Feature Distribution. To visualize the distribution of our learned features based on MAE, the 1080 testing videos in protocol 2 of OULU-NPU are used, and the GAP processed feature matrix with the dimensions of 768 \(\times \) 1080 are fed into the t-SNE algorithm. From Fig. 2(b), it can be seen that the genuine videos and spoofing videos are very distinguishable, which obviously implies that our learned features possess the powerful discriminative capability.

Fig. 3.
figure 3

Reconstruction details marked by red boxes for genuine and spoofing faces.

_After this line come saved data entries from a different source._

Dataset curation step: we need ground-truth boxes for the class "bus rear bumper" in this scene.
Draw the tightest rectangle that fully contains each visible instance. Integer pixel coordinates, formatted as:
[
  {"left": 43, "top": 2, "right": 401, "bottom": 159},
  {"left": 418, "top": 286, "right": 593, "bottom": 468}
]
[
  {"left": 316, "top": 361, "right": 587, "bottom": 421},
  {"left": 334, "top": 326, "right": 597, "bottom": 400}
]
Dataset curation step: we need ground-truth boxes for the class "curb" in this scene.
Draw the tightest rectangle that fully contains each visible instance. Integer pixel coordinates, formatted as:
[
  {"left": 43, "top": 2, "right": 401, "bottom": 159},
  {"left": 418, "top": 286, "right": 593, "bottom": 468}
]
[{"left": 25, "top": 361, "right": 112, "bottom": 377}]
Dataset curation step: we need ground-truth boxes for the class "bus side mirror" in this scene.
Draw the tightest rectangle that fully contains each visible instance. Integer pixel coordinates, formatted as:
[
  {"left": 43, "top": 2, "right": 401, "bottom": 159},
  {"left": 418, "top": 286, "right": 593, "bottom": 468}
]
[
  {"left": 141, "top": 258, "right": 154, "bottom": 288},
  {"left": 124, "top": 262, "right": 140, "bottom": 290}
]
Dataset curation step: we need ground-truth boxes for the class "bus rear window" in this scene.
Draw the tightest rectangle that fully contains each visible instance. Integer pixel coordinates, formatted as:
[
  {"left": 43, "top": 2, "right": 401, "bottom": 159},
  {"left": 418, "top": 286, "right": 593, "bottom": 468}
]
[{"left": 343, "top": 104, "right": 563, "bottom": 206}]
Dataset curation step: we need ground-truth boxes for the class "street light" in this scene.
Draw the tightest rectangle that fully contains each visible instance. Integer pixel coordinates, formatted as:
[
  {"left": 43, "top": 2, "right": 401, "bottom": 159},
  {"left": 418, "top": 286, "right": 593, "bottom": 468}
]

Reconstruction Details. To further illustrate the effectiveness of our method, we display the reconstruction details for different type of face images, as shown in Fig. 3. Columns 1–3 represents genuine face, eye-cut photo attack and hand-held photo attacks. For FAS task, the differences between spoofing and genuine faces often lies in the pixel details. One can notice that the MIM focuses on the perfect reconstruction of the face area. Among them, for the image in column 2, the reconstruction quality of the eye-cut region is unpromising, for the image in column 3, the reconstruction quality of the hand-held region is incorrect. These parts that cannot be reconstructed well are all non-face areas. This discovery directly prove that our method pays attention to the learning of detailed facial features and autonomously discovers the visual cues of spoofing faces.

5 Conclusion

This paper proposes a novel FAS method under the SSL framework. In the pretext task stage, the MIM strategy is employed to learn general face detail features under an encoder-decoder structure. In the downstream task stage, the knowledge in the encoder is directly transferred, followed by a simple classification network only with GAP and FC layers. Extensive experiments on three standard benchmarks show that our method gets competitive results, which demonstrates the MIM pretext task is effective to learn general and discriminative face features that are beneficial to FAS.